Surprisingly good manufacturing PMI
China's official manufacturing PMI rose to 50.0 in March from 49.2 in February. Among all sub-indices, production, new orders, prices, and purchasing activities all showed gains (i.e. above 50). But new export orders and orders placed by customers stayed in contraction territory (i.e. below 50), though by less than the previous month.
China official manufacturing PMI
Fiscal stimulus working
For the manufacturing PMI sub-indices as a whole, we believe the improvement was the result of the fiscal stimulus' infrastructure projects. These projects are mainly new metro lines and toll roads. And this matches with the sub-index on construction business activities at 61.7 in the non-manufacturing index, which rose to 54.8 from 54.3.
These activities have pushed up some commodity prices, for example, iron and copper. Thus, upstream manufacturers that are in the mining industry should be among the first producers to enjoy the positive outcome of the fiscal stimulus.
In the latter part of 2019, when the production process goes from upstream suppliers to downstream products for metro lines and toll roads, eg, equipment, more manufacturers will enjoy positive growth.
But this is not led by external demand
We have to admit that this PMI report is mainly driven by China's own fiscal stimulus. Though new export orders' reading improved, it was still only at 47.1 in March (from 45.2 in February), indicating that export orders were still shrinking, albeit at a slower pace. This implies that external demand has not improved. Moreover, trade negotiations are still ongoing. Even if there is a trade deal, we believe that the monitoring system will create continuous uncertainties on China-US bilateral trade.
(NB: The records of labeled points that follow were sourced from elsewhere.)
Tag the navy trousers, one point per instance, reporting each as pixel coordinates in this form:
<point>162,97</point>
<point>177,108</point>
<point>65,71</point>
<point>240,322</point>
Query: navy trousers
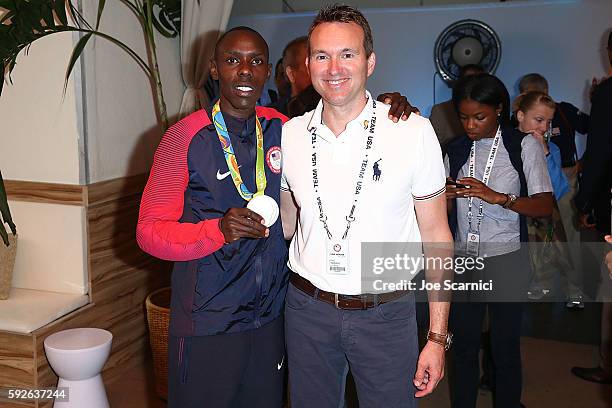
<point>379,345</point>
<point>234,370</point>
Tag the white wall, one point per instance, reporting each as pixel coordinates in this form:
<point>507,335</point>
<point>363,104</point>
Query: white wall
<point>248,7</point>
<point>561,39</point>
<point>122,131</point>
<point>39,138</point>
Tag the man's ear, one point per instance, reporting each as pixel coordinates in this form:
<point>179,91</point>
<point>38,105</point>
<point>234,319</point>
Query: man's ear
<point>371,63</point>
<point>290,75</point>
<point>213,70</point>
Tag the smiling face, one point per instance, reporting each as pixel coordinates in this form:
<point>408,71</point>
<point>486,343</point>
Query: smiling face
<point>479,120</point>
<point>536,119</point>
<point>241,66</point>
<point>338,64</point>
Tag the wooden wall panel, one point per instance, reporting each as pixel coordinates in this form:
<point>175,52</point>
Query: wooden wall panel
<point>70,194</point>
<point>120,275</point>
<point>16,360</point>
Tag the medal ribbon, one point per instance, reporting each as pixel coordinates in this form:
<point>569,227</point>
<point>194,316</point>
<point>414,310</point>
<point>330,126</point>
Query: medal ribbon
<point>230,157</point>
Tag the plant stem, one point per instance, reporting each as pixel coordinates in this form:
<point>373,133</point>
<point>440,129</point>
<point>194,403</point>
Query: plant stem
<point>159,92</point>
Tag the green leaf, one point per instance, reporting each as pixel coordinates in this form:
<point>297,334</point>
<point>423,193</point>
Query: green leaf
<point>101,4</point>
<point>76,53</point>
<point>60,10</point>
<point>160,26</point>
<point>47,15</point>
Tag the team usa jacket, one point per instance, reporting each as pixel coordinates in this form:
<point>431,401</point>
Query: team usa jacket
<point>216,287</point>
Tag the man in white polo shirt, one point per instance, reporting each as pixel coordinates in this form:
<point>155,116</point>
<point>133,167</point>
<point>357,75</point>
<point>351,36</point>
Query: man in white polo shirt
<point>355,176</point>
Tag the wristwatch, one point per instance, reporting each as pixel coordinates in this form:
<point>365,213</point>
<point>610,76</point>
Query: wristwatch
<point>445,340</point>
<point>510,201</point>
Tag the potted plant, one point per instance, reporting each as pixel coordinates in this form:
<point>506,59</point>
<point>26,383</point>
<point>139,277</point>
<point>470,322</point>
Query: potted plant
<point>8,247</point>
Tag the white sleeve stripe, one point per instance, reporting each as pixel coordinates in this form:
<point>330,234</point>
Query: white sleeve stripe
<point>429,196</point>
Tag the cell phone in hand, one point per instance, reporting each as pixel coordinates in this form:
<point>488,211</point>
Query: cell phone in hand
<point>455,184</point>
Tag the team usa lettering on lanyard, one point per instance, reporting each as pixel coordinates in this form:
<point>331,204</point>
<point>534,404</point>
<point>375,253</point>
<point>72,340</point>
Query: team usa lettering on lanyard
<point>337,248</point>
<point>473,236</point>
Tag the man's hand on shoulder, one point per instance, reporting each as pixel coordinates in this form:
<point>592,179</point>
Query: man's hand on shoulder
<point>400,107</point>
<point>430,369</point>
<point>242,223</point>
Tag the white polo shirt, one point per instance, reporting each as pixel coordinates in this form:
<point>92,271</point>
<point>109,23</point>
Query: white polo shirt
<point>409,167</point>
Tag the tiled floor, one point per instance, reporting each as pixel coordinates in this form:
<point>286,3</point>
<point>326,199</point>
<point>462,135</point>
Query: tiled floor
<point>547,381</point>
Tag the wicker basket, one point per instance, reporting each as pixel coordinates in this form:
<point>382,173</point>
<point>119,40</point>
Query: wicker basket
<point>158,316</point>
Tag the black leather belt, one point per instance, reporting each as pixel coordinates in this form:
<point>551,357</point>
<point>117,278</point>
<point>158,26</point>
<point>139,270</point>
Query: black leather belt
<point>345,302</point>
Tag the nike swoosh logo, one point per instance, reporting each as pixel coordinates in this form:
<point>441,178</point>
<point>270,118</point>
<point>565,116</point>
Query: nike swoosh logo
<point>280,365</point>
<point>221,176</point>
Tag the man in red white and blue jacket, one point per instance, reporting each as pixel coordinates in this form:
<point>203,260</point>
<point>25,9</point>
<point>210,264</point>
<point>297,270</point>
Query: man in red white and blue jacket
<point>226,342</point>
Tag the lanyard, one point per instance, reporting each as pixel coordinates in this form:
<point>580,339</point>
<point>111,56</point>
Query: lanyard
<point>485,177</point>
<point>230,157</point>
<point>360,175</point>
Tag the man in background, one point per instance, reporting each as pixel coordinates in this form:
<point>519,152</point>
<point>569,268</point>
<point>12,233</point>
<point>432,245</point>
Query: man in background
<point>593,202</point>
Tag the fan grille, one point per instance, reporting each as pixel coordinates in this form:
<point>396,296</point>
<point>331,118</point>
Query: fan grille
<point>452,45</point>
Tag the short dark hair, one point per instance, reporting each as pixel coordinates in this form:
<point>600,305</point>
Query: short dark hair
<point>242,28</point>
<point>340,13</point>
<point>288,56</point>
<point>475,68</point>
<point>486,89</point>
<point>533,79</point>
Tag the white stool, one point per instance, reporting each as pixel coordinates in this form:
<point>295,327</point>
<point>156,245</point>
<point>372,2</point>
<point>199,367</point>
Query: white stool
<point>77,356</point>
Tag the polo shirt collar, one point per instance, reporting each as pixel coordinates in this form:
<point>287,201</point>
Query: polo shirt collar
<point>316,120</point>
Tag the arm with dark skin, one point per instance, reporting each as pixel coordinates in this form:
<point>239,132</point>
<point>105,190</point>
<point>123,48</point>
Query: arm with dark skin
<point>242,223</point>
<point>538,205</point>
<point>400,107</point>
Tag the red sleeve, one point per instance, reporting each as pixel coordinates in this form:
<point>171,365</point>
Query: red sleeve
<point>159,231</point>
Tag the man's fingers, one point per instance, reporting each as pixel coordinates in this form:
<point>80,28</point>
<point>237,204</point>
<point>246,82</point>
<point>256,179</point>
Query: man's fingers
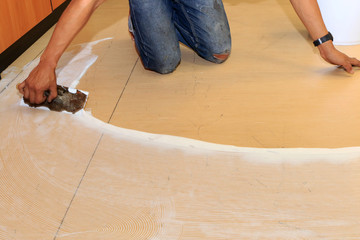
<point>40,97</point>
<point>53,93</point>
<point>355,62</point>
<point>26,93</point>
<point>348,67</point>
<point>32,96</point>
<point>20,87</point>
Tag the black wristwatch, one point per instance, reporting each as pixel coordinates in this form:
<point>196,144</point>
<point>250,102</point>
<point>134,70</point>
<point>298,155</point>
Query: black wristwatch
<point>325,38</point>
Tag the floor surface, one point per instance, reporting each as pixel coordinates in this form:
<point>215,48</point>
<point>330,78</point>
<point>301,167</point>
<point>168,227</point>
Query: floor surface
<point>263,146</point>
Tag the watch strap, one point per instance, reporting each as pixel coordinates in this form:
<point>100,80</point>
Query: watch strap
<point>323,39</point>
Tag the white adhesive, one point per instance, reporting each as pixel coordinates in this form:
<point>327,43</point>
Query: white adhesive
<point>72,72</point>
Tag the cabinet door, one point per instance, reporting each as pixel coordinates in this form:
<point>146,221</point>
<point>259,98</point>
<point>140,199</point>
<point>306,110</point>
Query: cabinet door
<point>17,17</point>
<point>57,3</point>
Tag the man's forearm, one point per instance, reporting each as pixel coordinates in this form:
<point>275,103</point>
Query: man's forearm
<point>71,22</point>
<point>309,13</point>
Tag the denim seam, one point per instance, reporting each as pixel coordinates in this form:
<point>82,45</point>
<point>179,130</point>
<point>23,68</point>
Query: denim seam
<point>196,40</point>
<point>138,33</point>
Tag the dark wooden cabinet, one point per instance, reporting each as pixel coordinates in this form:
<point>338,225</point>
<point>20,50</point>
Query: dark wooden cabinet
<point>17,17</point>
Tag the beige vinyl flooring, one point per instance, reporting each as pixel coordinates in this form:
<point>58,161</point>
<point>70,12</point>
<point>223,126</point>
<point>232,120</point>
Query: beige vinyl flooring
<point>264,146</point>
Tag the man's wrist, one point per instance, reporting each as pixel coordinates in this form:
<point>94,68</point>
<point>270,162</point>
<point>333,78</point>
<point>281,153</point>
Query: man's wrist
<point>323,39</point>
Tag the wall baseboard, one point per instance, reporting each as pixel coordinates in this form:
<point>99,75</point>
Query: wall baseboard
<point>22,44</point>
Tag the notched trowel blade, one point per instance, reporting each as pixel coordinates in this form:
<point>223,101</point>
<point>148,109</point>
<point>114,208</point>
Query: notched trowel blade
<point>70,100</point>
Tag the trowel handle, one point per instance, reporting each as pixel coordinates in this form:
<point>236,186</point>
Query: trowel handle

More improvement in manufacturing PMI in the coming months
We expect fiscal stimulus in China will continue. Therefore, domestic demand will continue to lead to an increase in new orders and production in the manufacturing PMI. If the external environment does not deteriorate further, we believe that the fiscal stimulus and monetary easing on private firms should be large enough to keep economic growth above 6.0%, which is in line with our forecast of 6.3% growth in 2019.